I'm trying to check my answer to the follow:
John's score is a number uniformly chosen between $0$ and $3$. Mary's score is a number uniformly chosen between $0$ and $1$. The two numbers are chosen independently. Find the probability that John's score is at least twice Mary's score.
My attempt: We want to find $P(J > 2M)$ where $J$ is the score John receives and $M$ is the score Mary receives.
I first found the CDF for Mary and John: $$P(M \leq m) = m$$ $$P(J \leq j) = \frac{j}{3}$$
Then the probability that John's score is twice Mary's given we have Mary's score: $$P(J > 2M \mid M) = \frac{3-2M}{3}$$ Using the total law of probability $$P(J > 2M \mid M)P(M) = \frac{(3-2M)M}{3}$$ which should be the probability that John's score is at least twice as great as Mary's.
Is this correct?
You've correctly worked out $P(J>2M\mid M=m)=\frac{(3-2m)}{3}$. This is the probability for a particular value of Mary's score, $M=m$. The problem is that you don't know $M$, but only know its distribution. So your final expression doesn't make sense - it is still written in terms of an unknown variable whereas your answer should be a number.
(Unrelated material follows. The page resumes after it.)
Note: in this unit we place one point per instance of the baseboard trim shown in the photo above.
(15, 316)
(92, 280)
If you had a discrete distribution for $M$ (I'll describe below how this changes for a continuous distribution, but it is easier to understand if you think about the discrete case first), you could now multiply by $P(M=m)$ to get $P(M=m,J>2M)$. But that would only count the successful cases where Mary gets one particular value $m$, and you would need to sum all these probabilities for the different $m$ to find the total probability.
You have a continuous distribution, so what you actually need to do at this point is average $P(J>2M\mid M=m)$ over the distribution of Mary's score. That is you want $\int_0^1 \frac{(3-2m)}{3}f(m)\,dm$, where $f(m)$ is the pdf of Mary's score (here that is just $1$ on the range of possible values). This is exactly the continuous analogue of the discrete sum above.